[squeak-dev] Falsehoods programmers believe about Smalltalk

Tue Jan 22 02:26:36 UTC 2019

Hernán Morales Durand wrote on Mon, 21 Jan 2019 18:13:45 -0300
> I have some possible myths, but I'd like to confirm or reject:
> 
> - All Smalltalk bytecode sets are stack-based VM. (?)
> - Bytecodes are always fixed-size. (?)

SOAR (Smalltalk On A RISC, now renamed as RISC-III) used a 32 bit
register based instruction set and Smalltalk sources were translated to
that. They did regret dumping bytecodes later in their project as some
things became more complicated and the increase in memory use was very
expensive at that time.

https://apps.dtic.mil/dtic/tr/fulltext/u2/a172800.pdf

SOM (Simple Object Machine) is a set of Smalltalk VMs where some of them
represent code as abstract syntax trees instead of bytecodes.

http://som-st.github.io/
http://www.hpi.uni-potsdam.de/hirschfeld/projects/som/

> - Most of the time spent by a VM is in the instruction interpreter. (actually it's in the GC right?)

That will vary from one VM to another.
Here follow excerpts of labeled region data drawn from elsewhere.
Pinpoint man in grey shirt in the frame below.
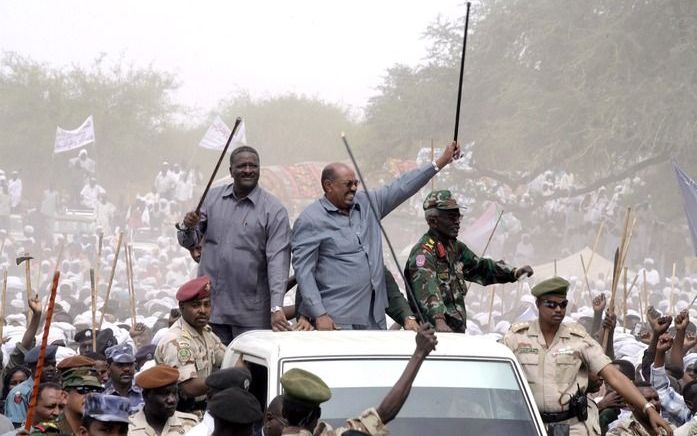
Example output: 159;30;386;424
177;146;290;345
291;142;460;330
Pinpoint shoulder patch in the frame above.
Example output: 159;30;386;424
511;321;530;333
564;322;588;337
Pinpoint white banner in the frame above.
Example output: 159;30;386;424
198;116;247;150
53;115;94;153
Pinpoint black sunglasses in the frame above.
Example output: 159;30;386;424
542;300;569;310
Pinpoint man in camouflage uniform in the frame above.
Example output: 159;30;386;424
404;191;533;333
281;324;438;436
155;276;225;414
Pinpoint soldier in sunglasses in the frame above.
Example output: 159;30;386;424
503;277;673;435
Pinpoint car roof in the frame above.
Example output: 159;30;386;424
230;330;514;360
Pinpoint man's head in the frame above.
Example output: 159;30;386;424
136;365;179;420
531;277;569;327
105;343;136;386
281;368;332;431
682;380;697;413
32;382;64;425
208;386;262;436
423;190;462;239
63;367;104;417
78;394;129;436
634;381;661;415
264;395;287;436
321;162;360;212
230;145;259;194
177;276;211;330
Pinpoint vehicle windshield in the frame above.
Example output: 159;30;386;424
279;358;539;436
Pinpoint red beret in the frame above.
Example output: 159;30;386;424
177;276;211;302
56;355;94;372
136;365;179;389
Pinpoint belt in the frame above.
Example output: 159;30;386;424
540;410;576;424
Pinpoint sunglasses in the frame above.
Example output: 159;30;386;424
335;180;361;189
75;386;104;395
542;300;569;309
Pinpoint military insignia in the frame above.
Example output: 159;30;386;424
177;348;191;363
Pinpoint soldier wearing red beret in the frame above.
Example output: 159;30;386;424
155;276;225;413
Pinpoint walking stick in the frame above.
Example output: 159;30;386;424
453;2;470;142
24;271;60;431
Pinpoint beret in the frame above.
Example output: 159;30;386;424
136;365;179;389
531;277;569;297
84;394;130;424
208;386;263;424
424;190;464;210
104;343;136;363
206;368;252;391
136;344;157;362
56;355;94;372
177;276;211;302
24;345;58;365
281;368;332;406
62;366;104;389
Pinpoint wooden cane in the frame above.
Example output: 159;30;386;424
24;271;60;432
90;268;97;351
196;117;242;215
98;232;123;330
0;270;7;345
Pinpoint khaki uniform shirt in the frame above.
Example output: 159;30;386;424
281;408;390;436
128;410;198;436
503;320;611;435
155;318;225;383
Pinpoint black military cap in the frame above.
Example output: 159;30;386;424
206;368;252;391
208;386;263;424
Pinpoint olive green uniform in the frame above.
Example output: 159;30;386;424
405;230;516;332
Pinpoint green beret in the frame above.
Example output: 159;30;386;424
281;368;332;406
424;190;464;210
531;277;569;297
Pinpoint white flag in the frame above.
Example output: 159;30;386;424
53;115;94;153
198;116;247;150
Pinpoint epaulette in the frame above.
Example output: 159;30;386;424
564;322;588;337
511;321;530;333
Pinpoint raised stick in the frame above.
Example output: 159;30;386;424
196;117;242;215
98;232;123;330
24;271;60;432
453;2;470;142
0;270;7;344
90;268;97;351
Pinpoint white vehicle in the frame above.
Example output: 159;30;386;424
222;330;546;436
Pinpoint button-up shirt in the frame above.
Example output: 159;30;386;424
104;380;143;415
291;164;436;328
177;184;290;329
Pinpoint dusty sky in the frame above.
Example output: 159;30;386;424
0;0;465;116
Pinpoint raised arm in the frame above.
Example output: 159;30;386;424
377;324;438;424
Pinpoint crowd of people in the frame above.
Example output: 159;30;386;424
0;143;697;436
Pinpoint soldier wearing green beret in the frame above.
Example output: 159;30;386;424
404;191;532;333
281;324;438;436
503;277;672;435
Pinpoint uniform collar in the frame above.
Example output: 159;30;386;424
223;183;261;204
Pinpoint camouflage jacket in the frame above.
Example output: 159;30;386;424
405;230;515;332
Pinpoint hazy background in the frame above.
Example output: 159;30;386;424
0;0;697;280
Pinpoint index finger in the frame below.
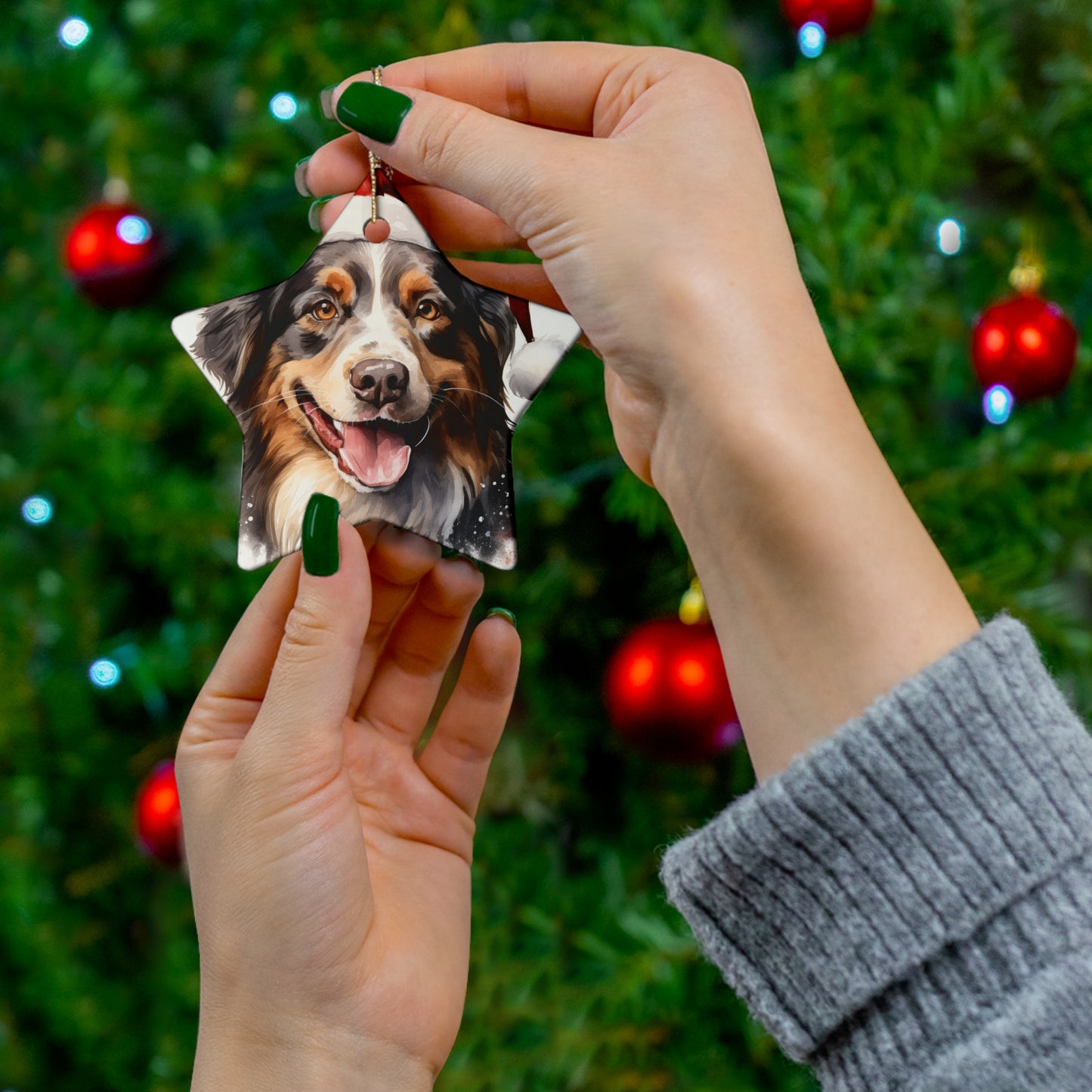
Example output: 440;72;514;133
367;42;648;135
On page 179 of the "green book"
you can see a nice graph of the space and time used by different part of
the Apple Smalltalk (from which Squeak evolved) and on page 177 you can
find the numbers used to create the chart.

http://sdmeta.gforge.inria.fr/FreeBooks/BitsOfHistory/

10.2% of the time in the fetch loop, 16.0% in the bytecode interpreter,
39.2% in sends and returns, 22.6% in the memory management and 10% in
primitives.

Adding the first 3 numbers you get 10.2+16.0+39.2 = 65.4% in the
instruction interprter while the GC is part of the 22.6% which is the
memory management. That said, in Squeak gcc tricks really helped with
the fetch loop and the stack VM greatly reduced the send/return
overhead. So it might be the case that the GC dominates performance. Or
not - we have to measure and see.

> - You cannot serialize objects containing blocks. (IIRC one can use MessageSends)
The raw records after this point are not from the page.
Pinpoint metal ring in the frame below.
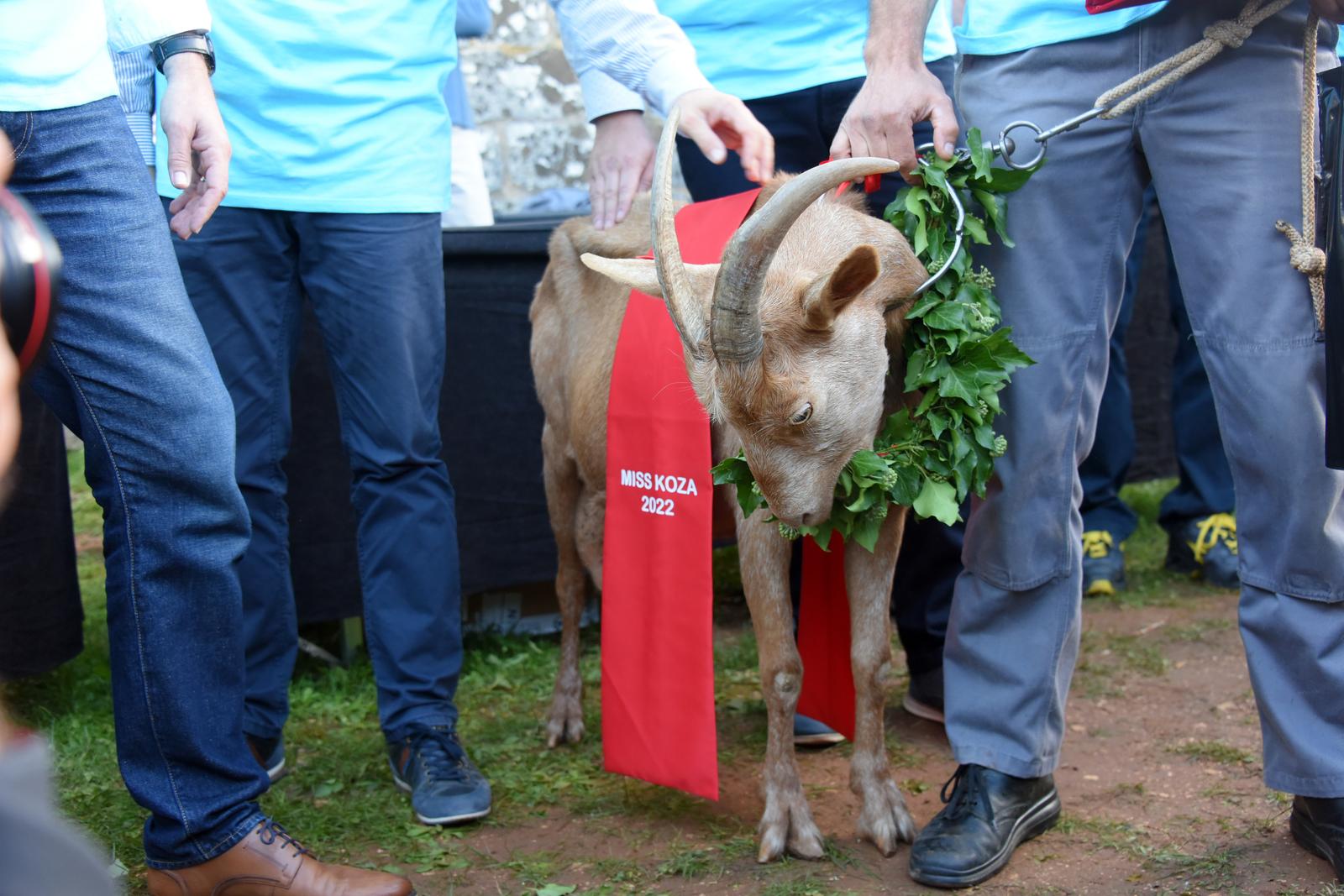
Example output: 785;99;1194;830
914;152;969;297
999;121;1048;170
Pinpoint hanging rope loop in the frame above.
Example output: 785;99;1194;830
1205;18;1252;50
1274;220;1326;277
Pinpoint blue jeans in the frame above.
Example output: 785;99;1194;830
173;208;462;739
1078;186;1235;542
0;98;266;867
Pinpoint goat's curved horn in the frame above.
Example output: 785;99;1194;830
710;157;900;364
649;106;706;358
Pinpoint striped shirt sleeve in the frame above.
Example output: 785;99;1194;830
551;0;710;116
109;45;155;166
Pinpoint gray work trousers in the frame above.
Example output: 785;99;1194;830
945;0;1344;797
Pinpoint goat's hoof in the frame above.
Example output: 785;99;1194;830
546;694;583;750
757;794;825;862
858;778;916;856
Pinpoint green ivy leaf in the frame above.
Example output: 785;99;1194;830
966;128;993;180
911;477;961;525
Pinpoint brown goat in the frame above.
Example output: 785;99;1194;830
531;117;926;861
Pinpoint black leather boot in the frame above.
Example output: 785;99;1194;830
910;766;1059;889
1288;797;1344;884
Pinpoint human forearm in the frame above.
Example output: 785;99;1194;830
831;0;957;177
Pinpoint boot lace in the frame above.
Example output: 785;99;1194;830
1189;513;1236;563
257;818;313;858
938;766;979;820
1084;529;1116;558
406;726;466;780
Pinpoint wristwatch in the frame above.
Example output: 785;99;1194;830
150;31;215;76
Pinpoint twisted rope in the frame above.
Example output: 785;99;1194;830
1095;0;1295;118
1274;12;1326;331
1094;0;1326;329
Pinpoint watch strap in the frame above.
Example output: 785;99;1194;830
150;31;215;76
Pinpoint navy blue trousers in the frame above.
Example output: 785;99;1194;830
677;66;965;674
1078;186;1235;542
173;208;462;739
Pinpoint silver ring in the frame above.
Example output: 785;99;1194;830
999;121;1046;170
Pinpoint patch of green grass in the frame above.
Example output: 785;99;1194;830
1168;740;1255;766
1165;618;1234;642
1087;479;1208;607
659;845;722;878
758;872;851;896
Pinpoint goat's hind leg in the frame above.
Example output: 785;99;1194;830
845;508;916;856
738;511;822;862
542;423;587;747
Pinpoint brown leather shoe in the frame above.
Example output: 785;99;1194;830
148;820;412;896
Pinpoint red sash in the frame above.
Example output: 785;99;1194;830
602;191;853;799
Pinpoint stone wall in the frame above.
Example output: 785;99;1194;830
461;0;593;212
Given that the image contains blocks, that can't be true. Obviously
serializing a subset of objects is a harder problem than just dumping
memory, but I consider images a proof of existence.

> - Image cannot be bootstrapped. (This is possible in ST/X and now in Pharo I think).

Little Smalltalk is a good example of taking a textual representation
and bootstrapping an image from it. GNU Smalltalk didn't even use images
the last time I looked at it. I consider Self to be a Smalltalk (just
not a Smalltalk-80) and it can start with either a snapshot (its name
for image) or with an empty world and load text files (possible because
the source to bytecode compiler is included in the VM).

> - All Smalltalks includes UI classes. (GemStone doesn't have AFAIK)

The MS-DOS port of Squeak had no GUI, just a command line prompt. That
was also the case for GNU Smalltalk and Little Smalltalk.

> .- All implementations uses direct pointers, (GST?)

The RoarVM for Squeak uses object tables. In fact, the lack of direct
pointers in early implementations is what led to the use of #become:
which complicated the adoption of direct pointers. VisualWorks has an
indirection pointer in the header - see slide 7 of

https://www.slideshare.net/esug/spur-a-new-object-representation-for-cog

> - All implementations uses green threads. (VAST? MT?)

I would say this was a side effect of patching the original Smalltalk,
which was its own operating system (and so the idea of green thread
doesn't apply) to run on top of Unix on commercial workstations. All the
old code supposed the mix of cooperative and preemptive multithreading
that breaks down if you have multiple native threads.

Some from scratch Smalltalks copied this model while others (I am pretty
sure it was the case for MT, as you mentioned) had their libraries
written with native threads in mind.

-- Jecel